Mirinda crashed onto one of the beds and snoozed – still jetlagged and now pissed off as well – and I watched the Olympics until 7:15. We then left to meet Adele and Dave at the Buttery, Glasgow’s best restaurant or so our Rough Guide claims.
After walking along Argyle Street and under the spaghetti strands of the M8, we eventually found it, standing alone, opposite a council estate and a line of crow-like jeering kids. Things didn’t look good. But, quelle surprise! the food was excellent and served with panache. The wine list was very good and we indulged in a delicious Chianti Classico which we all agreed was perfect.
I haven’t seen Adele & Dave since we moved to the UK and they haven’t changed a bit. Apparently, however, I have and Adele called me a hippy. Apart from this insult we had a lovely night and finally walked back to the misnamed Quality Hotel. Outside the building the sign has been badly miss-painted – the words ‘Lack Of’ have been left off.
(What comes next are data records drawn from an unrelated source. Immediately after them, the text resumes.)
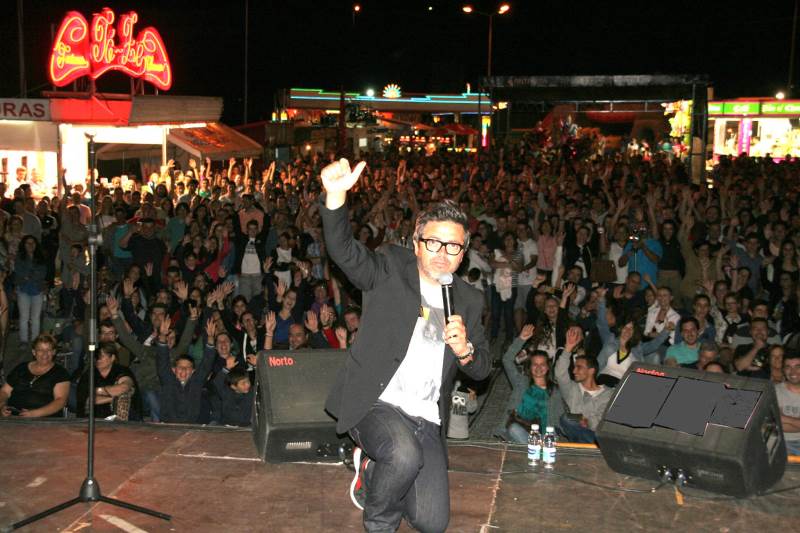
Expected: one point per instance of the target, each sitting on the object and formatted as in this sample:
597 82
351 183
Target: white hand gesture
339 177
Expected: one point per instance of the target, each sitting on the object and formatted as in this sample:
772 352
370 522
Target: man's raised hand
338 178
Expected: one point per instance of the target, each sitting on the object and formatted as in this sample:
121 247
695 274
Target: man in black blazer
393 393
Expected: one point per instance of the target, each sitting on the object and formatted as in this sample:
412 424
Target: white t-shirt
529 249
250 263
614 253
789 404
416 384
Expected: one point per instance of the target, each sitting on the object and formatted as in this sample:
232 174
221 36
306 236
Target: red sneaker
358 488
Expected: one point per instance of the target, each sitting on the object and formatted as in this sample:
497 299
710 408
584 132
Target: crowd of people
589 260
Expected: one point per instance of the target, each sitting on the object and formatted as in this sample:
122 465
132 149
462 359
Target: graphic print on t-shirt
416 384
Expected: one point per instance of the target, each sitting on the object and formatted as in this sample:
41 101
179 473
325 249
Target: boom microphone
446 281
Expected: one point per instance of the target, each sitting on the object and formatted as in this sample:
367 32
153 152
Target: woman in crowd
534 397
620 352
506 262
30 273
39 388
116 392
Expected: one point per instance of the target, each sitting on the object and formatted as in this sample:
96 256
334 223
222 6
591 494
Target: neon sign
81 50
392 91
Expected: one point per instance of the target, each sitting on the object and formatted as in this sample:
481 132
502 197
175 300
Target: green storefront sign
780 108
754 108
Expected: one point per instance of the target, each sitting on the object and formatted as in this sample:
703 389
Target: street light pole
790 85
489 61
246 46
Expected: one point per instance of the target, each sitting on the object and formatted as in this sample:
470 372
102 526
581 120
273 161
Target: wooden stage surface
210 480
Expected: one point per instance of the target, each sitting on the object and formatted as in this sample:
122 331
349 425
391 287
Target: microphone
446 281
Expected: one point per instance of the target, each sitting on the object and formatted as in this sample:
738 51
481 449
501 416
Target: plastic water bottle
549 448
534 445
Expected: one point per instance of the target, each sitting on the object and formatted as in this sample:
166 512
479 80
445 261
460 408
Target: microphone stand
90 489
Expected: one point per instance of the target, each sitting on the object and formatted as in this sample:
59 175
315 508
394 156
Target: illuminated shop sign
83 50
780 108
764 107
392 91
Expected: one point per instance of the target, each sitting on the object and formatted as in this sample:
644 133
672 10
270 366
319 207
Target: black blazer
389 281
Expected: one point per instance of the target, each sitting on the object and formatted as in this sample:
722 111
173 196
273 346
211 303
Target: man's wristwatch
470 352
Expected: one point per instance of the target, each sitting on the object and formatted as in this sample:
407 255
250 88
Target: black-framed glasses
434 245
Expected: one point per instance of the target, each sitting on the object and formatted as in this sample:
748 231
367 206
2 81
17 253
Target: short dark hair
108 347
445 211
591 362
352 309
690 320
45 338
235 376
185 357
790 354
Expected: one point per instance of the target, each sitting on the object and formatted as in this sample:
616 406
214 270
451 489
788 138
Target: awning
456 129
25 135
214 140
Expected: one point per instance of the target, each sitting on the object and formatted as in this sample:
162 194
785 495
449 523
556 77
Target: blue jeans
409 474
30 311
505 311
152 404
793 447
574 432
518 434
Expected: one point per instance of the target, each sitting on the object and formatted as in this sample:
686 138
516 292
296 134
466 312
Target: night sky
743 49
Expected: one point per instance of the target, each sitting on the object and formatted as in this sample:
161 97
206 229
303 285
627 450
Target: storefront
42 138
375 121
756 127
28 143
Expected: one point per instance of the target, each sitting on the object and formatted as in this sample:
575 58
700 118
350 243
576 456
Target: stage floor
210 480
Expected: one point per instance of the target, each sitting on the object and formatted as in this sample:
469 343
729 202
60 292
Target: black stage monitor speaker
717 432
289 419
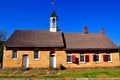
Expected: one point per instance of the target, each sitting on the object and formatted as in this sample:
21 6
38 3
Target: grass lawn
81 73
97 73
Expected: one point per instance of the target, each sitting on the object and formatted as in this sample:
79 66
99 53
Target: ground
54 73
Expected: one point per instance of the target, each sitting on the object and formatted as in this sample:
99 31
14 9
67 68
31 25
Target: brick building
50 48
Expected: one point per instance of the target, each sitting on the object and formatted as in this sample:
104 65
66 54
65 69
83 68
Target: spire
53 22
53 5
54 14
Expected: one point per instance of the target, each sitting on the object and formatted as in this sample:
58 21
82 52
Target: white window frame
99 57
16 54
110 56
84 58
38 54
71 58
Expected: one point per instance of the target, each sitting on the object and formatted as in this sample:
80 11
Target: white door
52 61
25 61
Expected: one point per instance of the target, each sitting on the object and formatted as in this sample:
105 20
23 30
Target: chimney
85 30
102 31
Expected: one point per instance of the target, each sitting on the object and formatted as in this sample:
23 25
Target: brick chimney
102 31
85 31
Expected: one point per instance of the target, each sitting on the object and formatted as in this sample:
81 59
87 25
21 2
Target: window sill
69 62
36 59
14 58
83 62
109 61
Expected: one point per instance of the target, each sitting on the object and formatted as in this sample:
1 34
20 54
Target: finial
53 4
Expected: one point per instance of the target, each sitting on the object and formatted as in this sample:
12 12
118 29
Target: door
25 61
52 61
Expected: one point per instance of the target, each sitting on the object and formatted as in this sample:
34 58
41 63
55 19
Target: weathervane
53 4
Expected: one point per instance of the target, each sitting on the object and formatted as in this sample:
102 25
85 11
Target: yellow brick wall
42 62
61 58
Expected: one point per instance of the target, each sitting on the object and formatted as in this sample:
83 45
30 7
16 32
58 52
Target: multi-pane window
14 54
69 58
107 57
82 58
36 54
96 57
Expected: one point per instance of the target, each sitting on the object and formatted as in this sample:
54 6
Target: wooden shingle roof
88 41
35 38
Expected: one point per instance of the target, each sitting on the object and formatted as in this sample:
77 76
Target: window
71 58
14 54
96 57
84 58
107 57
36 55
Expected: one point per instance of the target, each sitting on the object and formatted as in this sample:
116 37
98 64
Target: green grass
106 73
81 73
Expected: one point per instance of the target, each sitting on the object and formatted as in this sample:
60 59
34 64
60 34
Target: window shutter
86 58
73 59
105 58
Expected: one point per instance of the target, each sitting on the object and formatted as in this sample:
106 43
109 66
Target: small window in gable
36 54
14 54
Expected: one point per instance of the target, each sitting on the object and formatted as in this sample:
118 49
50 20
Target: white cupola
53 22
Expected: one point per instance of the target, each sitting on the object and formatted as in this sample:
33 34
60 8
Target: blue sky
73 16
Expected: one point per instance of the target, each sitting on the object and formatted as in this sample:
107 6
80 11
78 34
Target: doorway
25 61
52 60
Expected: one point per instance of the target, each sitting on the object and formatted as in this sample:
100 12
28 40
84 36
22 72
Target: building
51 48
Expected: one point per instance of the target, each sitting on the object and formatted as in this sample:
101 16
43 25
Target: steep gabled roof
88 41
35 38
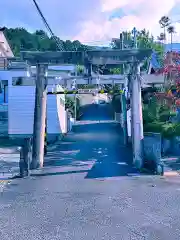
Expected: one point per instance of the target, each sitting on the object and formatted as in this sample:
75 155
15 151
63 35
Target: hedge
169 130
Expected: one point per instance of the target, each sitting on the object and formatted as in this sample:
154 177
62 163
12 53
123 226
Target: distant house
20 100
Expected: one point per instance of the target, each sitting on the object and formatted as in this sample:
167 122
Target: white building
20 105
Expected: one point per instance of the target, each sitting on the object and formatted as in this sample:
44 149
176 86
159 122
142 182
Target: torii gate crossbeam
88 58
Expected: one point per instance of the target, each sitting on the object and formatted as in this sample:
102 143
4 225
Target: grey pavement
88 190
9 162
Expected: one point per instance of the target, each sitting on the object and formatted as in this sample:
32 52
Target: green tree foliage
20 39
144 41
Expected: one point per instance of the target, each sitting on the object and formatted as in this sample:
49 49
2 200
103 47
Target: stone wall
152 148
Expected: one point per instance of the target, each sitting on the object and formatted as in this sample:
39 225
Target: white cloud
143 14
88 20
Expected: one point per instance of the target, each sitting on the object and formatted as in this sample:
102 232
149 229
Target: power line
58 43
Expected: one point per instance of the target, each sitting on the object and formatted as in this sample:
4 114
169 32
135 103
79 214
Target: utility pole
39 116
123 99
136 110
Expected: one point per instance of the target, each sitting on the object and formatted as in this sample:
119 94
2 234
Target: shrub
168 130
165 116
156 127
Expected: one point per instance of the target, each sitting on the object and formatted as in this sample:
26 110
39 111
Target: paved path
88 192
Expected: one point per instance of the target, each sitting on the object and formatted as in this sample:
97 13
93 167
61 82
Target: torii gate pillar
136 116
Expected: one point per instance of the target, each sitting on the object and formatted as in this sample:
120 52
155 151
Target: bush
165 116
156 127
168 130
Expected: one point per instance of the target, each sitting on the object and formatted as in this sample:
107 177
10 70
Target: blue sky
90 21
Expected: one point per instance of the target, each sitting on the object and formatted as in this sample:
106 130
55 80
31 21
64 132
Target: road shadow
102 153
172 163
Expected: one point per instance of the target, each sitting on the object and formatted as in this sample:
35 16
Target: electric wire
58 43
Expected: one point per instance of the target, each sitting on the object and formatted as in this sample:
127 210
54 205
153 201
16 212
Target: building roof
5 50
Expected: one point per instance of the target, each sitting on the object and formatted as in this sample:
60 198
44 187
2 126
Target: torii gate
133 57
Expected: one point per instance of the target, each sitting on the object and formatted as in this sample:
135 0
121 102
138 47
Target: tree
164 23
171 30
20 38
144 41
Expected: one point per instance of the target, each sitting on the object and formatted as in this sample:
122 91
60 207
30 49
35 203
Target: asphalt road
87 191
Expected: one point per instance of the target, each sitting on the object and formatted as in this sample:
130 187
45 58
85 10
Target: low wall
171 146
152 148
118 117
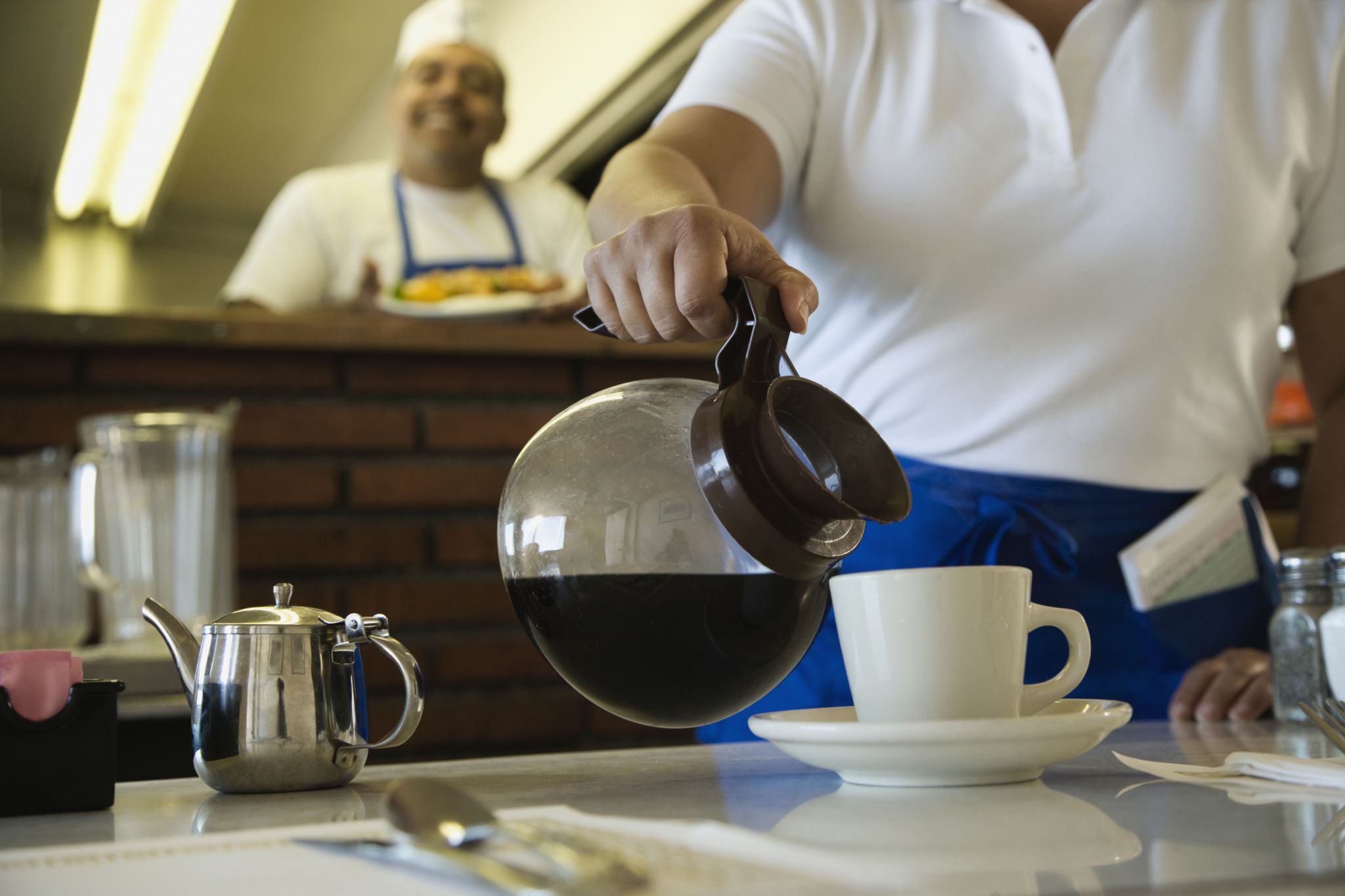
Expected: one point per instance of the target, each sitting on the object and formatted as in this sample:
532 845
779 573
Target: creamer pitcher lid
282 616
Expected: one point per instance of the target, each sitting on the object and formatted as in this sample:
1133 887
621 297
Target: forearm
1321 521
642 179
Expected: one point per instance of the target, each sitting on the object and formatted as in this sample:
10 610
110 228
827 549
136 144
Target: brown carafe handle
757 345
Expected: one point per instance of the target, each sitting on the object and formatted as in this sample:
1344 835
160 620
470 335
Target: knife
440 859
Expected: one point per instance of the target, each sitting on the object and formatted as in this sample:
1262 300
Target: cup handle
414 684
1039 696
84 532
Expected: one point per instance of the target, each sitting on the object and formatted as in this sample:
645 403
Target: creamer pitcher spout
182 644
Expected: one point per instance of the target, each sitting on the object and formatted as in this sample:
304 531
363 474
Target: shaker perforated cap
1337 563
1305 567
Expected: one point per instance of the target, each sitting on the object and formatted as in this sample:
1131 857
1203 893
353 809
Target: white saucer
942 754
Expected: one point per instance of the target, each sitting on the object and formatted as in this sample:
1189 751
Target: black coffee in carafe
671 651
666 543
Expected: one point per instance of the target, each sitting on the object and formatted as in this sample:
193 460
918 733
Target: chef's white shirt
313 242
1066 267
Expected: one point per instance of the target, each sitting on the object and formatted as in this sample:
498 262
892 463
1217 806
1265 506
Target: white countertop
1082 828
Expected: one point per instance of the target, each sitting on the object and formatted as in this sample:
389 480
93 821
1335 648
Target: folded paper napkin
1250 769
39 681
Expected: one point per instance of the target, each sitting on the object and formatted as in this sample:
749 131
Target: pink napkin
39 681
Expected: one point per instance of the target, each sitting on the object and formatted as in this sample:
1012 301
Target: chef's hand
1232 685
366 300
663 277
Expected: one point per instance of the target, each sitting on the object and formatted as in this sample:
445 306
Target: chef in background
337 236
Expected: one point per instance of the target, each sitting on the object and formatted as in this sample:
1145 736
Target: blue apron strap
410 268
408 255
978 544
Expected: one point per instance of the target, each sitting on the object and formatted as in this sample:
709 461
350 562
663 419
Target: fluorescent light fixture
183 61
147 62
87 147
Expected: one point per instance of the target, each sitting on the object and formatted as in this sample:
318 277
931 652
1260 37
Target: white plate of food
475 293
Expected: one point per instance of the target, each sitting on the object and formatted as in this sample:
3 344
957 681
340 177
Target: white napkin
1259 775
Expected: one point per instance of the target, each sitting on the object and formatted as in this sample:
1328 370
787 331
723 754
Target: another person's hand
557 310
662 278
1232 685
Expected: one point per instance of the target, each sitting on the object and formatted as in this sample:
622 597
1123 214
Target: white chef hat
439 22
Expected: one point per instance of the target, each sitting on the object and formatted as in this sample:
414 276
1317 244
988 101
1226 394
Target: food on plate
440 285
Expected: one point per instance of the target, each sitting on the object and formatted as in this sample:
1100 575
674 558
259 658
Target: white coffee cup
948 643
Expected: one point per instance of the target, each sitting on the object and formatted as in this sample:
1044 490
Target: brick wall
370 481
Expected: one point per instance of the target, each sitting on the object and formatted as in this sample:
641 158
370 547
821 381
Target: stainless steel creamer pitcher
273 694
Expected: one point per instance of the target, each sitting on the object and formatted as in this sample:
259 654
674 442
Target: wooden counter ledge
327 331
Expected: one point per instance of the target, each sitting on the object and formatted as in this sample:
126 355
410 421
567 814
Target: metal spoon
433 812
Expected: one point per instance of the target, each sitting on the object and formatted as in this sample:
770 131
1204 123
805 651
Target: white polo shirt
313 242
1066 267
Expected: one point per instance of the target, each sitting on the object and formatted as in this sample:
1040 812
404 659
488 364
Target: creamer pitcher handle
84 528
414 684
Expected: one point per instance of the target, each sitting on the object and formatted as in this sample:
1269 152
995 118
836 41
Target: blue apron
410 268
1069 534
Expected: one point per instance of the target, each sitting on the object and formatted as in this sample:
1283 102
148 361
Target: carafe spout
182 644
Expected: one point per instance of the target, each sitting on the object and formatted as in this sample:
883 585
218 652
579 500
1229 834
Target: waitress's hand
1232 685
663 277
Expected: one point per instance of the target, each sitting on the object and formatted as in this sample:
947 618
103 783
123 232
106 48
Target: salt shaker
1333 625
1297 631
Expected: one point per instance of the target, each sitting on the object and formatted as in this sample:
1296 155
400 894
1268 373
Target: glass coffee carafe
42 605
152 516
666 543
Arriving back at the hotel, we had to go to reception and find someone to let us back into our room due to not having a key yet. A guy, just back from Benidorm, came up with us. The ‘keys’ are those little strips of punctured plastic you sometimes find and this guy sets them. I reckon he should be a dentist! The way he pulled and yanked the other end of this poor piece of plastic with his chunky pliers would have put Doc Holliday in the shade. Mind you, he had to have a few goes at it before he managed to produce a working key. It was very funny. And meant we went to sleep happy and smiling.